So, we have an HTML document, but we want data, which means that we should parse the previous response into human-readable information.
Starting with baby steps, let’s extract the title of the website. A remarkable fact about Ruby is that everything is an object with very few exceptions, meaning that even a simple string can have attributes and methods.
Therefore, we can simply access the value of the website’s title through the attributes of the parsed_page object.
puts parsed_page.title
Moving forward, let’s extract all the links from the website. For this, we will use a more generic method that parses specific tags, the css method.
links = parsed_page.css('a')
links.map {|element| element["href"]}
puts links
We also use the map method to keep only the links with a href attribute from the HTML.
Let’s take a more realistic example. We need to extract the articles from the blog, their title, address, and meta description.
If you inspect one of the article cards, you can see that we can get the address and the article’s title through the link’s attributes. Also, the meta description is under a <div> tag with a specific class name.
Of course, there are many ways to perform this search.

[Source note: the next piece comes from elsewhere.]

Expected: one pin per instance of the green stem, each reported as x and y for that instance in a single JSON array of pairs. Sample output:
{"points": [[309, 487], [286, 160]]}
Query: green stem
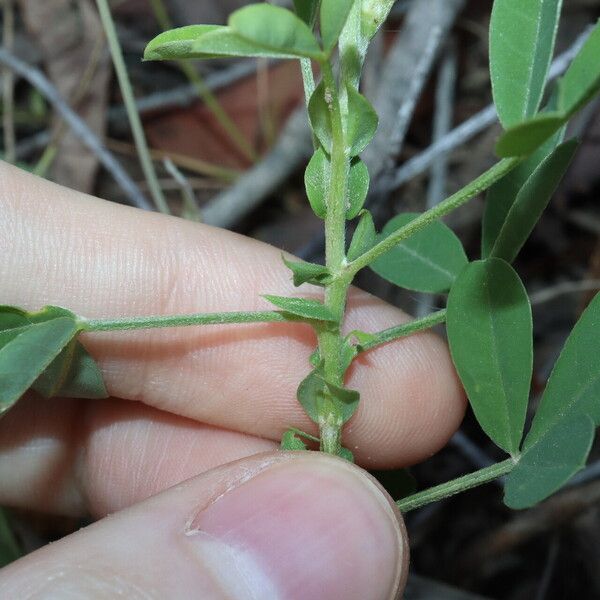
{"points": [[456, 486], [330, 339], [404, 330], [126, 323], [482, 183], [132, 113]]}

The one we’ll use will consist of looking for all the <div> tags with the td_module_10 class name and then iterating through each one of them to extract the <a> tags and the inner <div> tags with the td-excerpt class name.
article_cards = parsed_page.xpath("//div[contains(@class, 'td_module_10')]")
article_cards.each do |card|
title = card.xpath("div[@class='td-module-thumb']/a/@title")
link = card.xpath("div[@class='td-module-thumb']/a/@href")
meta = card.xpath("div[@class='item-details']/div[@class='td-excerpt']")
end
Yes, as you may have already guessed, an XPath expression is what does the trick because we are looking for HTML elements by their class names and their ascendants.